Classification trainer

The classification trainer trains a number of models in parallel or sequentially to help it determine the best performing model. This trainer may also take advantage of ensembling if it determines that a weighted ensemble of models performs better than any single model. This trainer is built using AutoGluon's ↗ TabularPredictor class.

The classification trainer may also perform model training techniques such as stacking or bagging to further improve performance. Stacking is an ensembling process where the predictions produced by the set of models trained on the input data are used to train a further "layer" of models, and this process may be repeated. Bagging is an internal optimization method where each model architecture is trained on multiple random samples of the data and outputs are combined in an ensemble. Stacking and bagging is controlled by the Training preset parameter.

The structure of the model ensemble can be viewed on the output model's experiment page under Plots.

Models trained

Internally, multiple models will be trained, unless disabled by excluding the model or with the use of hyperparameters.

The following types of models are available for training:

Parameters

  • Evaluation metric: The metric used to score the models during training performance. Different datasets may perform better on different evaluation metrics. Refer to the in-platform documentation for more details. The higher an evaluation metric is, the better the model's performance. All evaluation metrics follow this pattern.
  • Training preset: Training presets are an abstraction above more complex arguments around bagging and stacking.
    • best_quality: Enables stacking and bagging. This should be used when the best possible model is required, even at the cost of training and inference speed.
    • high_quality: Enables stacking and bagging. Training time and inference time should be faster than the best_quality preset, but the model may be slightly less accurate.
    • good_quality: Enables stacking and bagging. This preset has a faster training and inference speed than the previous presets, with decent predictive accuracy.
    • medium_quality: Disables stacking and bagging. This preset has the fastest training time, but moderate predictive accuracy.
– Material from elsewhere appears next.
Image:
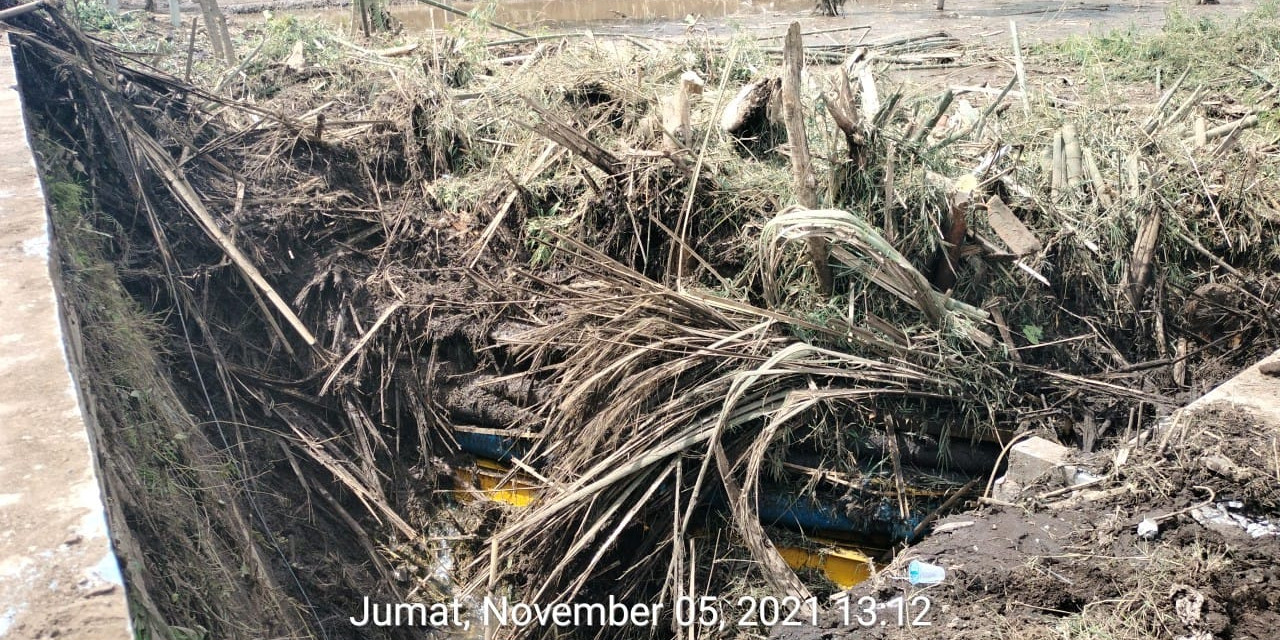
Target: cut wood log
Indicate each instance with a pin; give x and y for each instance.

This should be used for prototyping.
  • Training and inference limits:
    • Training time limit: Optionally set the maximum amount of time spent training. This time limit may be respected on a best effort basis when using presets that enable stacking and bagging. When the time limit is reached, the training portion of the job will end. Note that the job will not finish until model validation is complete and the model has been published.
    • Inference time limit: Optionally set the maximum amount of time that a given model may run during inference. Any model that surpasses this time limit will be skipped. We do not recommend setting this value unless strict inference time limits are required.
  • Excluded model types: Excludes certain model types from being used during training.
  • Prediction column name: An override for the prediction column name. By default, the target column name will be used.
  • Predict probabilities: If true, class probabilities will be returned instead of a single class prediction. Additional output columns will be added following the format {prediction_column_name}_proba_{class_label} where prediction_column_name is the name of the prediction column and class_label is the class that the probability is predicting. Note that by default, the prediction column name is the name of the target columns.
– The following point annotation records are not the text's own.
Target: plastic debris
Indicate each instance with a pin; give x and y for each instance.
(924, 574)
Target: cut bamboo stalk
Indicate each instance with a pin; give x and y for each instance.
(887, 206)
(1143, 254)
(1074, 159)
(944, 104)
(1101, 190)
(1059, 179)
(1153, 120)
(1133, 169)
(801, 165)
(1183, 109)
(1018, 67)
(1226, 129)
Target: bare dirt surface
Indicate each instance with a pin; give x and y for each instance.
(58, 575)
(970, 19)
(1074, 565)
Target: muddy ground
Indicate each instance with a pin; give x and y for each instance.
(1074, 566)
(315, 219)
Advanced: Stacking configuration

The optional stacking configuration fields allow for deeper control over how the model ensemble is constructed:

  • Fit weighted ensemble: When enabled, a WeightedEnsemble model will be produced at each stacking layer. We recommend enabling this for improved model performance.
  • Fit last ensemble with all models: When enabled, the WeightedEnsemble of the last stacking layer will be fit with models from all previous layers as base models. This value has no effect when using a preset that disables stacking. We recommend enabling this for improved model performance.
  • Fit full weighted ensemble: When enabled, a secondary WeightedEnsemble model will be produced on top of the weighted ensembles produced when fit last ensemble with all models is enabled. This option has no effect if fit last ensemble with all models is disabled, or when using a preset that disables stacking.

Advanced: Hyperparameters

The optional hyperparameter field allows for deeper customization and control over each trained model, with one caveat. When this field is defined, any model not supplied in the hyperparameter field will be ignored. This field will override the default hyperparameters chosen by AutoGluon, and can produce poor results. For this reason, we recommend avoiding this field if you have not consulted the AutoGluon documentation ↗. In the majority of cases, the default hyperparameters provide strong enough results.

In general, the arguments passed here will be sent directly to the underlying model implementation.

Take the example below:

Copied!
1 2 3 4 5 6 { "GBM": [ {"extra_trees": true}, {} ], "NN_TORCH": {} }

These hyperparameters will enforce that the following models are trained:

  1. A GBM model with the argument extra_trees set to true.
  2. A GBM model with default arguments.
  3. A PyTorch model with default arguments.

With the provided hyperparameters, these are the only models that will be trained before any ensembling or stacking operations are applied.

Outputs

The classification trainer will output a Foundry model that contains the best model as determined by the validation steps. Details about the model can be accessed by navigating to the experiment, which will contain parameters, metrics, and plots that provide insight into the model's performance.